Luckily for all of us, there’s an RPG in development as well as an ambitious MMO. Check it out on www.shadowrun.com.
It’s been a great experience and I’ve had a lot of fun chatting with all of you. I’ve also been amazed at how loyal most have you been and your advice and suggestions have been invaluable to me. You’ve taught me a lot.
It’s been real.
The mechanics of Shadowrun: Corrosion are broken and I don’t know how to fix it and I’m starting to suspect it can’t actually be fixed. Or rather, it can’t be fixed in a way that would still remain somewhat true to the old SR3 system. It rarely happens that in the table-top version of Shadowrun, you end up playing a 1000+ karma character. But it happens rather “quickly” in Corrosion. Currently, you are able to make about 30 karma a day if you really dedicate yourself to it. (I’m not entirely sure how feasible it is, but theoretically, you could do two missions and about 20+ duels, and then I’m not counting what you can make in the arena.)
Once you’ve got your attributes maxed out, which is relatively soon, and you’ve lowered the costs of improving your skills, you could quite quickly and quite easily jack your pistols/smg/unarmed/edged weapons up to around 20 skill points, at which point it becomes a game I’d like to call “D or be D’ed” — essentially, you do deadly damage or you get deadly damage, depending on whether you win the initiative roll or not.

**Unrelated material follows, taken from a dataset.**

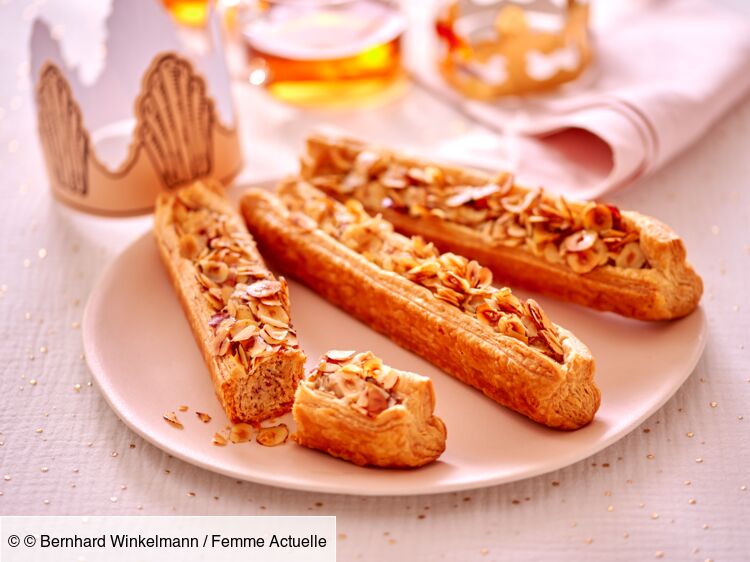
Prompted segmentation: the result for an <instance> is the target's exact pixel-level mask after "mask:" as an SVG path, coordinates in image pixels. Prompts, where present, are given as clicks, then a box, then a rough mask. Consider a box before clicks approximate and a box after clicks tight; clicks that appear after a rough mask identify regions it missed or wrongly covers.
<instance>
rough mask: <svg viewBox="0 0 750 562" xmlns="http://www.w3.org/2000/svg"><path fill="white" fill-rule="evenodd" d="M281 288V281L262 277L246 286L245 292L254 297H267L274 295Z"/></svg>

This makes for a fairly boring game. Very few duels or PvP fights last more than one or two rounds. And the game starts to revolve around who can chuck the most drugs and still be effective in combat. I think it’s inherent to the game of Shadowrun. The lethality makes the table top game so great and suspenseful, but if you’re doing it as a browser game, it becomes very boring in my opinion. I’m wondering how Shadowrun Returns is going to deal with that.
A game that revolves around hitpoints, generally, makes it a little more easy. You can scale hit points together with damage resisting qualities, damage dealing qualities and you can even play with critical hit possibilities. Gear will simply scale with your progression through the game. I’ve heard people say that you’ll start out with a weapon that does 4 damage while your enemies have 10 hitpoints and after a year you have a weapon that does 400 damage, while your enemies have 1000 hitpoints. In the end, it all remains the same. I suppose that in a sense that’s true, but when the hitpoints always remain the same; namely the 10 boxes on your stun and physical monitor, things become dull.

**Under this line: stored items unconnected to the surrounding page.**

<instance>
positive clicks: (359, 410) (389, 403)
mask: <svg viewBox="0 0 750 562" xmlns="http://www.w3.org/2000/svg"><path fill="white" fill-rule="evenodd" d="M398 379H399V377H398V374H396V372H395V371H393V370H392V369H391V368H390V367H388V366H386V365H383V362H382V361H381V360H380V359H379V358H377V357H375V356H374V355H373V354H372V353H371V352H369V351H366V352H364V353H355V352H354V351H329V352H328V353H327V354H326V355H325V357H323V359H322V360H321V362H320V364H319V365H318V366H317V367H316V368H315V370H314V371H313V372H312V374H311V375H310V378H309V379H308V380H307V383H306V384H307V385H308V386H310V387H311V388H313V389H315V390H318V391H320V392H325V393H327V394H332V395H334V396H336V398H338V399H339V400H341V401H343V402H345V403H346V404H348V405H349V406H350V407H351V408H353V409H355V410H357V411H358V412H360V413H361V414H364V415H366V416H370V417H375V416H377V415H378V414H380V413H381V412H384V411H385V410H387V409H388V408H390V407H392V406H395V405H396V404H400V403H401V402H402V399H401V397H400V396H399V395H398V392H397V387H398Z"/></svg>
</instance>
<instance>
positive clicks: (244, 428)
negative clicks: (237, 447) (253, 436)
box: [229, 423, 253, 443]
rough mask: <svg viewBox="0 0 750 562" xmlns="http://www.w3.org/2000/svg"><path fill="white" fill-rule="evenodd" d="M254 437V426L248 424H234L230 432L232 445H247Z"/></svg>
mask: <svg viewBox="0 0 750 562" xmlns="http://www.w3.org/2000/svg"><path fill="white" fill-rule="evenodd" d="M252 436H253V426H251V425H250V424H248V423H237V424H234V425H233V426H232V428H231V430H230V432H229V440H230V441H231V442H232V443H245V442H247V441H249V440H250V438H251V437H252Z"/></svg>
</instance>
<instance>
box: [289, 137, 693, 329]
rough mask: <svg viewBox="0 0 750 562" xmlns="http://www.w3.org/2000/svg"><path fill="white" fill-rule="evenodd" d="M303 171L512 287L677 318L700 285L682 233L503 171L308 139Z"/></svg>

It’s really bugging me. To the point where I don’t see any reason to continue expanding upon anything else in the game until I’ve figured it out. If I don’t figure it out, and I continue adding new content or fixing bugs, I just have the feeling I’m decorating a cabin on the Titanic; a little pointless in the end.

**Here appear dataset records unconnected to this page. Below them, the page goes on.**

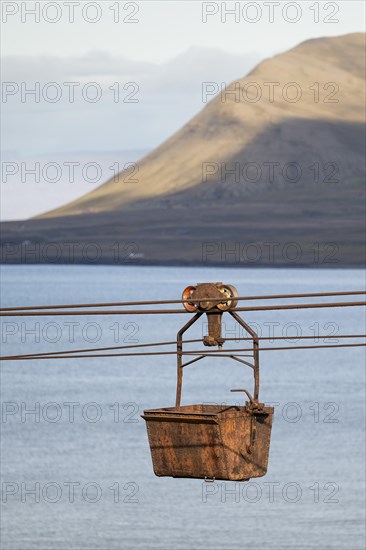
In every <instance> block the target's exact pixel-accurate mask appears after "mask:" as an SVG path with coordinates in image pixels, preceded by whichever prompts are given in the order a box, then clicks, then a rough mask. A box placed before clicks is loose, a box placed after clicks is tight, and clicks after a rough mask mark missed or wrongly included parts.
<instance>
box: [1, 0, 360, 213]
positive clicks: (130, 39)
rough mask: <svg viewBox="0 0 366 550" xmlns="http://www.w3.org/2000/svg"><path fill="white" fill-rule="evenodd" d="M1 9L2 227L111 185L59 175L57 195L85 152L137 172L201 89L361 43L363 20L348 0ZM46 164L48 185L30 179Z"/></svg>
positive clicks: (197, 104)
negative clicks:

In the mean time, I’ve had some ideas for other games that might work much better and I’m wondering if it’s not better to cut the game loose and move on.
Yeah, I’m not really sure what happened over the last week, but we doubled the amount of registered players. And as if that wasn’t enough, the number of actively logged in players probably quintupled. It’s really very exciting and it also puts a nice amount of pressure on my brother and I. We’ve been working on and off for a while now, but it’s always been a bit laissez-faire, without any real sense of urgency. Now, people are equally enthusiastic at the promise of the game as they are dissatisfied that it’s not fully playable yet.
Most people are pretty good about it, and then there are a select few — of course, they have to be the most vocal ones, don’t they? — whose abrasive style rubs me the wrong way. Luckily, I am pretty good at ignoring all the insults and jabs and still manage to concede the point if they have one. (I’m looking at you, ShadowDragon8685.)